Telecardiograma: se apreció índice cardiotoráxico levemente aumentado, derrame pleural derecho ligero.

Ultrasonido abdominal: hepatomegalia de 4cm, difusa.

En el ecocardiograma

Diámetros ventriculares izquierdos: diastólico 59 mm y sistólico 40 mm. Fracción de Eyección Ventricular Izquierda 60%. Válvula mitral levemente engrosada. Presencia de aneurisma submitral fibrótico, en región postero-lateral del Ventrículo izquierdo (VI), que involucra a la valva posterior mitral, ambas valvas mitrales conservan movilidad, VI con tendencia al remodelado. Función ventricular derecha normal. Insuficiencia mitral excéntrica dirigida a la pared lateral de aurícula izquierda (AI) que alcanza la vena pulmonar superior izquierda, área del jet 16cm², remodelado anatómico de la AI. Flujo en tronco de arteria pulmonar (TAP) tipo II-III, presencia de insuficiencia pulmonar moderada. Presión sistólica estimada en TAP 72 mmHg.

CONCLUSIÖN

Aneurisma sub-anular mitral con regurgitación mitral severa e hipertensión pulmonar severa en reposo. (Figuras. 1-3)
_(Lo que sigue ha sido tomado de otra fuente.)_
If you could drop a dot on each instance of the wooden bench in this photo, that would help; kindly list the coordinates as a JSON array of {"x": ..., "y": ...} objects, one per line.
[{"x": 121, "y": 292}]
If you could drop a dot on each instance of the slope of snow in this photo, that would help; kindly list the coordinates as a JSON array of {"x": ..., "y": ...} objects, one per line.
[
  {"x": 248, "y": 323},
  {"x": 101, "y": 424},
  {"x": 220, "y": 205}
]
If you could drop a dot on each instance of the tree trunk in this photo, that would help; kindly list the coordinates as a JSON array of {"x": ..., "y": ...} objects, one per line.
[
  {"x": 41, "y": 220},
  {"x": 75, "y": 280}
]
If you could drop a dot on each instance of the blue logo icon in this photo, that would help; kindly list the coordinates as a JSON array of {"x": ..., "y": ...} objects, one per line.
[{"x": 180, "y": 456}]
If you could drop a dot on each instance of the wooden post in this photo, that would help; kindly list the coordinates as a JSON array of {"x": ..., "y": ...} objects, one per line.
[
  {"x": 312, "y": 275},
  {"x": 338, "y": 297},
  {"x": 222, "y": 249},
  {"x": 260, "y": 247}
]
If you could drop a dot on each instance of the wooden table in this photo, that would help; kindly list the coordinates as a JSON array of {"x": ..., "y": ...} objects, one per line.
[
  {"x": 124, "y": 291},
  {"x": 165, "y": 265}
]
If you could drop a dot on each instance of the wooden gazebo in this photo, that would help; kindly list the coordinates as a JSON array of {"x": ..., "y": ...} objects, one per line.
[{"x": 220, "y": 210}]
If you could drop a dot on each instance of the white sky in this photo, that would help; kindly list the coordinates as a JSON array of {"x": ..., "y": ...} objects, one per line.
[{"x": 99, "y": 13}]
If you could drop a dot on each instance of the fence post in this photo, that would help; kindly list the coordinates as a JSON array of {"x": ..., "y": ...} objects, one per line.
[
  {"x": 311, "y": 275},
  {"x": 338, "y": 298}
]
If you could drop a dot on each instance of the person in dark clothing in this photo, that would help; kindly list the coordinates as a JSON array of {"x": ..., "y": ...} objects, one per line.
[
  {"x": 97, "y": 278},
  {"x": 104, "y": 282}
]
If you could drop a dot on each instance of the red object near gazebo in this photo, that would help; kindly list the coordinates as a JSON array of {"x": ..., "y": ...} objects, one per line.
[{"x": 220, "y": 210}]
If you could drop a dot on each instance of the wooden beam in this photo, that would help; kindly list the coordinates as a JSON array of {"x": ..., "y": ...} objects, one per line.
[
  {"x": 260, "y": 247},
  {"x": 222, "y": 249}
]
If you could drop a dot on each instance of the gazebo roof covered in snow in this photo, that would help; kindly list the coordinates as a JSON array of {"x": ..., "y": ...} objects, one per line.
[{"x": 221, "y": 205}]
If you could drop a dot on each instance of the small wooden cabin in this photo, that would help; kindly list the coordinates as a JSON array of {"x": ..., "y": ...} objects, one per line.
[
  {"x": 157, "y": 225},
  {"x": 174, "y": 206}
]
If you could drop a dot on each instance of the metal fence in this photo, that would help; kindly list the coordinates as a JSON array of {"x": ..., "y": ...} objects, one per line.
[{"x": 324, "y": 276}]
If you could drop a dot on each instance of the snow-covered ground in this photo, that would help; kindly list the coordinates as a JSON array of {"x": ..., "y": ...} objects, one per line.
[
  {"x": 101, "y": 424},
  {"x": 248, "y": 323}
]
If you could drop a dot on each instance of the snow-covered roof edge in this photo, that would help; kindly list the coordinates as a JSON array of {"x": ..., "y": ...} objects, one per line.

Se realizó estudio de gammagrafía de perfusión en reposo, con el fin de evaluar la captación del radiofármaco en la pared aneurismática y se determinó ausencia de captación persistente en la pared lateral basal del VI, impresionó un patrón de fibrosis parietal.

Teniendo en cuenta estos resultados se sometió a la paciente a coronariografía invasiva que concluyó arterias epicárdicas sin lesiones angiográficas significativas, y en la ventriculografía izquierda se observó un aneurisma de la pared posterolateral basal. (Figuras. 4)

Tras la discusión con el departamento de cirugía cardiovascular se propuso intervención quirúrgica con posibilidad de realizar cirugía conservadora sobre la válvula mitral y reparación de la pared aneurismática.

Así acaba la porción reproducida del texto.